Breaks don’t mean less reading for me. It’s non-academic stuff that I can enjoy consuming every day for a week at a time.
I read through a stack of magazines four inches high during Thanksgiving break. Among the trends I noticed were a slew of articles related to food and the future of cities. Then there was the trend that finds me writing this post: the aggravating employment of the word “some.”
I have no problem with a correct usage: Some of the phrases we use in our language came from the Bible.
Not: Some 54 scholars… Some 1000 feet of twine… Some 8400 snails…. Some 2.4 million headaches.
It was used this way a half dozen times in one National Geographic article. And in the eight or so subscriptions I get, “some” was used in this awful way in at least one article in every publication.
The Bible story was great, but “some 54 scholars” is the same as saying, “The robbers broke in around 6:31.” It’s an approximation used with a precise number.

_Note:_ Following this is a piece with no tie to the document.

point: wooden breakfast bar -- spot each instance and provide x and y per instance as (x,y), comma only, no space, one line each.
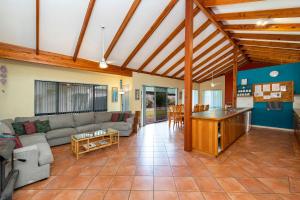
(215,130)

Webster’s New World College Dictionary, 4th ed., lists the following:
some (sum) adj. 1 being a certain one or ones not specified or known
Although the word can also be written as an adverb meaning “approximately; about [some 10 men],” it is, precisely, icky.
Have journalists started using it this way to move away from words such as “about” or “around”? Stop. It’s cute, and, therefore, putrid.
For the same reasons we default to “says” instead of the myriad options we possess, please, cease using the adverbial “some.”
I don’t want to see it. Not even some of the time.